It’s awesome when you see your investments going up!
It’s the kind of feeling that makes you feel powerful; invincible even.
And when your investments go down you feel a pit of despair in your stomach. “Please go back up some so I can sell and I’ll never invest like that again,” you plead to the investment deities.
Of course this is all good reason you should carefully invest. It’s not hard to do but if you don’t have the stomach to see your investments fall in value then you’re better off investing in broad sectors (like the S&P 500 or all stocks). Honestly, most people aren’t that great at picking stocks so your best long-term plan is to stick to sector funds and ETFs. And even then you might not want to look at your picks too often.
About a month and a half ago I jumped into the Grow Your Dough investment challenge.
This challenge pits a growing number of personal finance writers against each other for a year to invest $1,000 and see whose investments would come out on top.
I chose to pick individual stocks.
If you take a look at the other people in the competition you’ll see a number of different investing strategies. It’s pretty cool to see how everyone interpreted the challenge.

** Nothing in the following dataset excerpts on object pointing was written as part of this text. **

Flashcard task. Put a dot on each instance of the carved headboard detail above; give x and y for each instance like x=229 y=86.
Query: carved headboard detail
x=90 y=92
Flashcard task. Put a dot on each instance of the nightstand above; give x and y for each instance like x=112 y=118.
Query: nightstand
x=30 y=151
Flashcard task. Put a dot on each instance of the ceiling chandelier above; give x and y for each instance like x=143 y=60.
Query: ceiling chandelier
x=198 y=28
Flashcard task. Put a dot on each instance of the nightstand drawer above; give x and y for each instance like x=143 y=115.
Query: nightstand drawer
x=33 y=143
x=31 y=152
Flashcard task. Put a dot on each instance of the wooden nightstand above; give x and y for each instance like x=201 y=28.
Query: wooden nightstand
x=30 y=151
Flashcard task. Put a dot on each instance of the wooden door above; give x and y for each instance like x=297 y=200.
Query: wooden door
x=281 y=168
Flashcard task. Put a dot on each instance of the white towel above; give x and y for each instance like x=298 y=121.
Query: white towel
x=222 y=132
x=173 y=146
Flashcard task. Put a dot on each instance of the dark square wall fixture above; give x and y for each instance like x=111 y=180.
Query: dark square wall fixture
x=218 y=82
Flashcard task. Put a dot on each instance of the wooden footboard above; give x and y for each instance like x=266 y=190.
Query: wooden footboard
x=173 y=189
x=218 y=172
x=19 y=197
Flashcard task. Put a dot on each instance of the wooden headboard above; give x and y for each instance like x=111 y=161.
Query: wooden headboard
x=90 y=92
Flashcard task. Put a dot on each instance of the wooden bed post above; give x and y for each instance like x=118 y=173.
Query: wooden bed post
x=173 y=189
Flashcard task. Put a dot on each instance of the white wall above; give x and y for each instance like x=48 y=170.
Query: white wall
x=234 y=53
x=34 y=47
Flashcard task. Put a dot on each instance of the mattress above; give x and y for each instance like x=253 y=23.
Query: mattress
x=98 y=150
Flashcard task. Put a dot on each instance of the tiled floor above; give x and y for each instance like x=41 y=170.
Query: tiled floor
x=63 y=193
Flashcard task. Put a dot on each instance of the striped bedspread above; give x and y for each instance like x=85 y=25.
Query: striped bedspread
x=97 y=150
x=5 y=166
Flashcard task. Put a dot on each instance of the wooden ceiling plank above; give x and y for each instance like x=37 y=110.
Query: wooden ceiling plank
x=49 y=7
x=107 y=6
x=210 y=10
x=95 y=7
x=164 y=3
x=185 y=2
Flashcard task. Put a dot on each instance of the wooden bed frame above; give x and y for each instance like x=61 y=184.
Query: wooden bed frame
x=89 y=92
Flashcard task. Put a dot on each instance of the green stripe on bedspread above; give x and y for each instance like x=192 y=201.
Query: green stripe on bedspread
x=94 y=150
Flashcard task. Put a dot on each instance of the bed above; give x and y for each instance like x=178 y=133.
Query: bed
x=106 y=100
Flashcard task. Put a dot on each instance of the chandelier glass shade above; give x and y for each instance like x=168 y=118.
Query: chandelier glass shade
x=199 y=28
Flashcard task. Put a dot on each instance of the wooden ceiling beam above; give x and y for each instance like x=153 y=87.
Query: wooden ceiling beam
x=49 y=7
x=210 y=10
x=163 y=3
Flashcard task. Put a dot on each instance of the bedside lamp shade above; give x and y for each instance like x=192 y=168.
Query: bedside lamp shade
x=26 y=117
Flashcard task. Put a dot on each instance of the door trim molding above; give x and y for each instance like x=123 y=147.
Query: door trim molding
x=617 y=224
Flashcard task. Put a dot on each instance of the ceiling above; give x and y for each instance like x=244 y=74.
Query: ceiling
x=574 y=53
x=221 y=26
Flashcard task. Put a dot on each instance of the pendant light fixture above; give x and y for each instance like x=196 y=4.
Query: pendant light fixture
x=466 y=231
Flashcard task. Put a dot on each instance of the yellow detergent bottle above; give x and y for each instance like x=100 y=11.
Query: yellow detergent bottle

Let’s take a peek at how my choices are doing and if I should jump for joy or bury my head in the sand.
I took a snapshot in ShareBuilder of my investments through February (I took it after the markets closed on February 28th).
Before we go dissecting this understand I made my investments on January 13th. This portfolio has been around for about two months (though we’re looking at a snapshot that’s a bit younger). I wouldn’t normally look at my investments so soon but this is a challenge so we gotta show what we got.
You’ll see based on my snapshot that my portfolio has gone up a monumental 0.10%. Not a lot, huh?
But let’s take a closer look.
I started out investing $1,000. I bought 10 different stocks and paid a $2 commission for each buy which cost me $20 when all was said and done.
From day 1 my portfolio was already down to $980 because of commission costs. This is an important aspect that I think a lot of people forget about — you have to consider trading costs. If you trade a lot you eat into your investments. In order for your investments to earn money for you they have to first earn back the commission cost. I opened a ShareBuilder account through Costco to get $2 trades which is very low.
My portfolio has grown about 2% which is just enough to earn back the commission costs. It’s a good start.
Diversification is Important
Another thing to notice is the overall portfolio is at 0.10% but when you look at each individual investment then you see it’s all over the place.
You’ve got some small ups and downs among the stocks and a couple of bigger losers and a big winner so far. Part of my strategy was to pick 10 companies rather than just a few so that I could better smooth out the ups and downs of the market with some diversification. Sure, having that one big winner is great but the truth is you don’t know which pick will be that big gainer.
Here my big winner so far is Netflix (up 27%). If I only picked a few investments I could have easily picked Amazon (down 11%) and Starbucks (down 10%), which are also my bigger losers so far.
Don’t Get Too Hung Up On the Day-to-Day
We’re looking at my portfolio now but I don’t normally check my investments too often. I try to make picks that I think will grow over time, that I won’t have to worry about selling anytime soon.
Remember, these are real investments but the challenge is for fun.
I do have another investing account where I invest in individual stocks and some ETFs but the bulk of my investing is in sector funds and ETFs in my retirement accounts.
This is only the first update. We have the rest of the year to watch my picks grow (they are going to grow, right?). It should be a fun ride.